What I read: Luke 9
Observations: As I read Luke 9 I had this thought: “It must have been hard to follow Jesus.” Here’s what I mean. He doesn’t always answer questions when they are put to him. He doesn’t often explain himself, and even when he does, his disciples don’t seem to totally get his explanations. People are crowding around to get a better look at him, but when they do Jesus seems almost more interested in driving them away than he does in bringing them close to him. And even after some real highlight kind of moments, he seems to be throwing a damper on things – Peter declares him to be the Messiah, and then Jesus says that he is going to give his life at Jerusalem. Three of them go up on a mountain and see Moses and Elijah appear with Jesus, and then they come down to see Jesus calling people a faithless generation and wondering how long he will have to put up with them. It just seems like it would have been a hard thing to do, and I think too often I don’t give those first 12 men nearly enough credit for it because I assume it was easier for them because they could physically see Jesus.
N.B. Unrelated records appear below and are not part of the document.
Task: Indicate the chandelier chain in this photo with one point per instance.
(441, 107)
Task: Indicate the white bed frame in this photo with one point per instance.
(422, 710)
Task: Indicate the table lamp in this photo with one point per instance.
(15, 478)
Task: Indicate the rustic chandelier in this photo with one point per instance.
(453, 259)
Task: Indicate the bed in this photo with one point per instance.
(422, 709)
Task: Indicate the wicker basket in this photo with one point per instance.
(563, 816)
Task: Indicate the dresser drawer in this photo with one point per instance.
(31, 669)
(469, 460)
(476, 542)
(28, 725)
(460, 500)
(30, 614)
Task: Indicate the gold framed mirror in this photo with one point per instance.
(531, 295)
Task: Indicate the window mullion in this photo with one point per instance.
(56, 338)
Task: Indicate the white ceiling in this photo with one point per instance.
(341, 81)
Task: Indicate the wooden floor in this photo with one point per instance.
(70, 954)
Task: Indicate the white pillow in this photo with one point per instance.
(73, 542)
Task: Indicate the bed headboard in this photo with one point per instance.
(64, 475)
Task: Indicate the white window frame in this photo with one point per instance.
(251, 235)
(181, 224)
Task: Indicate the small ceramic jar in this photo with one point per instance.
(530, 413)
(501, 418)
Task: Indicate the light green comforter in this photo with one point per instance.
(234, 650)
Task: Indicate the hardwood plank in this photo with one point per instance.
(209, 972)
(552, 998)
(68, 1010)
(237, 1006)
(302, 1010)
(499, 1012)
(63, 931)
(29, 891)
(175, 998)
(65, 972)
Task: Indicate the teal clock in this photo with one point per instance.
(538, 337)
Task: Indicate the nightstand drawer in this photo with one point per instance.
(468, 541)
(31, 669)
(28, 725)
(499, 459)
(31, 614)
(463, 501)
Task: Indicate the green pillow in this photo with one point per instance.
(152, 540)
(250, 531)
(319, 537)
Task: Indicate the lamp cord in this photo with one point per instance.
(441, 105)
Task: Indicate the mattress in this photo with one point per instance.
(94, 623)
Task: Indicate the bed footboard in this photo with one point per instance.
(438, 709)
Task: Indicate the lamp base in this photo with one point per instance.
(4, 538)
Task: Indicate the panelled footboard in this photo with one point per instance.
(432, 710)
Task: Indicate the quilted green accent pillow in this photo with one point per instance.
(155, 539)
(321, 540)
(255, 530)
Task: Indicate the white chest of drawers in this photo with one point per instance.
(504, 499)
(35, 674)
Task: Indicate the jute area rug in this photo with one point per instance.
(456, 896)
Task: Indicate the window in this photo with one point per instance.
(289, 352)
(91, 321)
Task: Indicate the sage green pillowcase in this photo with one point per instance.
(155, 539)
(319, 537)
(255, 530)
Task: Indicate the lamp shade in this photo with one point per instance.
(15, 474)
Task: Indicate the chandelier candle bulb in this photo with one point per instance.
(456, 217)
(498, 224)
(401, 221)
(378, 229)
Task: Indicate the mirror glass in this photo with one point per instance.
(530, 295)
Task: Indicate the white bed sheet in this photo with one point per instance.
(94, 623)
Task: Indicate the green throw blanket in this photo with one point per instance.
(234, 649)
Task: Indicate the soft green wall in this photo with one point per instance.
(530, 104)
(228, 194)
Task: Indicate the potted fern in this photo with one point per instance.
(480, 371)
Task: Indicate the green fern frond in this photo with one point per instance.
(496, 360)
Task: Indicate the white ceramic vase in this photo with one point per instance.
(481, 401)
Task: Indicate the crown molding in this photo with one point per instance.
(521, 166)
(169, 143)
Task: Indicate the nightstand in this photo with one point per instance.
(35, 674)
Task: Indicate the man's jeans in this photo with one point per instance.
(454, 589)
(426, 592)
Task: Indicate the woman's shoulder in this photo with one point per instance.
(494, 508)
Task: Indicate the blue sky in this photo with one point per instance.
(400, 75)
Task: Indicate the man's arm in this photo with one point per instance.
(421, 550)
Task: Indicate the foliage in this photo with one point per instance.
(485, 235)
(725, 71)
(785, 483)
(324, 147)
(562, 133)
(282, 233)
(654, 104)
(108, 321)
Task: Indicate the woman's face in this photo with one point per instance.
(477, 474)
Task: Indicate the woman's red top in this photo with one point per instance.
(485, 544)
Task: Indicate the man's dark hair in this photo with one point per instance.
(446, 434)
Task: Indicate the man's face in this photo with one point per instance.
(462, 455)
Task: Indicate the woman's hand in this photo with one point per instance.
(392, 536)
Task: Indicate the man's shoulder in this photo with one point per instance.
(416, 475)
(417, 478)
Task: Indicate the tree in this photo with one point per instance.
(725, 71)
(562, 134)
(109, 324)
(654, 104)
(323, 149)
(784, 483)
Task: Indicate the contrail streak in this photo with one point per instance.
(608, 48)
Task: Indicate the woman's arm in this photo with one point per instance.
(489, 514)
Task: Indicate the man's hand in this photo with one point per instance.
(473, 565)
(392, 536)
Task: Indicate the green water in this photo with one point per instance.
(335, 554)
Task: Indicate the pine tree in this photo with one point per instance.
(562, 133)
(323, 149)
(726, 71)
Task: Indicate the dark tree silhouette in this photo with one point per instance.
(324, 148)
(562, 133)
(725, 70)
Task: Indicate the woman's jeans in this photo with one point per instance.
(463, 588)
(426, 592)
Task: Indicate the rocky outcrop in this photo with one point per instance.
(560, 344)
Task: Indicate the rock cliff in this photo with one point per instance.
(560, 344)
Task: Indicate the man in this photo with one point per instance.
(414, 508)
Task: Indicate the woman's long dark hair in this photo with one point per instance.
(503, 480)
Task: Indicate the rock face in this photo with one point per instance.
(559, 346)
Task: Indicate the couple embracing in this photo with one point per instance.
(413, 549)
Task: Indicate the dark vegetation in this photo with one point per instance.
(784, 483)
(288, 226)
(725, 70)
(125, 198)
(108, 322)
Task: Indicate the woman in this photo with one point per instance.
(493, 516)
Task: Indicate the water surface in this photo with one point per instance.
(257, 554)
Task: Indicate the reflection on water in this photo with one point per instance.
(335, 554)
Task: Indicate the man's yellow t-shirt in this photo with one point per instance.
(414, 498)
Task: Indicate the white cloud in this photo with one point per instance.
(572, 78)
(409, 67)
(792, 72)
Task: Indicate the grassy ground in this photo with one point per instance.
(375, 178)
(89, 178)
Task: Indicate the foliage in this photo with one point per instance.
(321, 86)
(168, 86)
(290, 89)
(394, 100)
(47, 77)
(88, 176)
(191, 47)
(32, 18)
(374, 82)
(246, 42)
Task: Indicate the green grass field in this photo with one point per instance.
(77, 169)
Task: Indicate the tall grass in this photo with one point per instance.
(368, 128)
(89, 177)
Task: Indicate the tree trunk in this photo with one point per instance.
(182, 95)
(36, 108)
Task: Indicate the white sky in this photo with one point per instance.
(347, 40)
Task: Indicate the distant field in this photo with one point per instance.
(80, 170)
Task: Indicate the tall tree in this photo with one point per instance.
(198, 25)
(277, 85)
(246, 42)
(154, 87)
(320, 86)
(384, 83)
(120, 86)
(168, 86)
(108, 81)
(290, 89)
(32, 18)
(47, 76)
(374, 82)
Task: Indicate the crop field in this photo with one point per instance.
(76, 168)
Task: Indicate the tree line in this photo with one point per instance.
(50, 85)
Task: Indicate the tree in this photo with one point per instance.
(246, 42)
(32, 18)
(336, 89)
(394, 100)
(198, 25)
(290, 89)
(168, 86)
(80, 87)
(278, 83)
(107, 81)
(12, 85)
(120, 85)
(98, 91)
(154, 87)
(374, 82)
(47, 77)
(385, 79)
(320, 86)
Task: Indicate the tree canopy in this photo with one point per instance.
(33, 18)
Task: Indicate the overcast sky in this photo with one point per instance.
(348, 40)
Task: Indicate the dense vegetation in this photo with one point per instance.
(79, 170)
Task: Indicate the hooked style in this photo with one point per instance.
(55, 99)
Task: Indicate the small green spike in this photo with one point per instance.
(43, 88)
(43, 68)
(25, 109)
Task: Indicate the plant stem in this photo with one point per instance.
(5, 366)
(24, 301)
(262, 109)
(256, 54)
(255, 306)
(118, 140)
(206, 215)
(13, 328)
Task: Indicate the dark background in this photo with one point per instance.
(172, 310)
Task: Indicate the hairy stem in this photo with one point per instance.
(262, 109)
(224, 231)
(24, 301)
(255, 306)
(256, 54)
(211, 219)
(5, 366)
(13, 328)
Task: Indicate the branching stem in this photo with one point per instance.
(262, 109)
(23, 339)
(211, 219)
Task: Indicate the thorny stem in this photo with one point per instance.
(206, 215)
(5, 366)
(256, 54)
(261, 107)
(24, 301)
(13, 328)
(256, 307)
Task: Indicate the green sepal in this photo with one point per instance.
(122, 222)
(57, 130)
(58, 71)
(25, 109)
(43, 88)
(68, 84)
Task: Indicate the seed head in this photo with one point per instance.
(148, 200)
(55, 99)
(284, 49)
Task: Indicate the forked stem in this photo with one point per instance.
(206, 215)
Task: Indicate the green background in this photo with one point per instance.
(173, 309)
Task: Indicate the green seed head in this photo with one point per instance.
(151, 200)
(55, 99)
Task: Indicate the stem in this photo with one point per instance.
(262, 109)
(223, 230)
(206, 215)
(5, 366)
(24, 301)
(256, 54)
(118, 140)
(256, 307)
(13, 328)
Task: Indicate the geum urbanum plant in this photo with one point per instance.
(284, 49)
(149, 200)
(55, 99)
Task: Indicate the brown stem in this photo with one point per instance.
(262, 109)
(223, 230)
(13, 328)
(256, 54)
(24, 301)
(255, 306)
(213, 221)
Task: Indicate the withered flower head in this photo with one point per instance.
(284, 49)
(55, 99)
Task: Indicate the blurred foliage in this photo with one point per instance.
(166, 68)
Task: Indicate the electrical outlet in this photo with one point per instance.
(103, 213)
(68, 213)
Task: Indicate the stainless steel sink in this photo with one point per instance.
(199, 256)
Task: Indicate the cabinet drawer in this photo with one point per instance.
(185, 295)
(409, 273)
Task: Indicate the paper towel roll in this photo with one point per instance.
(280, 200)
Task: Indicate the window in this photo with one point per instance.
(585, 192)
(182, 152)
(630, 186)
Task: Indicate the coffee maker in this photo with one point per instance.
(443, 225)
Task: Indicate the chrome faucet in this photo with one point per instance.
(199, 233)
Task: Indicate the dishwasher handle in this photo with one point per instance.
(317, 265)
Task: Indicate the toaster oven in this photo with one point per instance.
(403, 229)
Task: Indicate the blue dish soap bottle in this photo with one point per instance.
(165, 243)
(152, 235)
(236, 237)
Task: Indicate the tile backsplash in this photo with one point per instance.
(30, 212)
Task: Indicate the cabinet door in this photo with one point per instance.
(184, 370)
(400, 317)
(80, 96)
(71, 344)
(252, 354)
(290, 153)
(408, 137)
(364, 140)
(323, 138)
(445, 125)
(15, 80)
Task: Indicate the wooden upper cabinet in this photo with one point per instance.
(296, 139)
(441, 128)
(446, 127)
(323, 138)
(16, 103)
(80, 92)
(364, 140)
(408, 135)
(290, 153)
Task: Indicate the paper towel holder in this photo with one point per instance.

Application: I guess this is along the lines of what I wrote yesterday, but it seems to be recurring for me here, which probably means I should pay attention to it. One of Jesus’ more difficult sayings is found in the middle of this passage – if you want to follow me, then you have to take up your cross to follow me. You have to be willing to lose your life to find it in the end. You have to take the risk I call you to take in order to see the life I want you to lead. More often than not I’m content to try to save my life now. What if instead of looking for those options, I really let Jesus lead me where he wants me to go? What if I stopped worrying about how to gain the world, and instead starting worrying more about how to give up my life?
Prayer: Jesus, I admit that sometimes I think I have you figured out, like Peter did. And I resist allowing you to push on my understanding of you because it makes me uncomfortable. But today I pray that you would stretch me in this area. I don’t want to play it safe, and I don’t want to keep you in a box where I can take you out and see what I think about you from time to time. I really want to follow you like those first 12 men did, even when I’m confused, or when I doubt, or when I’m afraid, or when I don’t understand you. I want to lose myself in becoming who you’ve planned for me to be. I don’t want to gain the world and lose out on my soul, on living the life you created me to live. So once again today I submit myself to you and ask that you would lead me in the way you want me to go, so that through me you might somehow receive some small measure of honor and glory.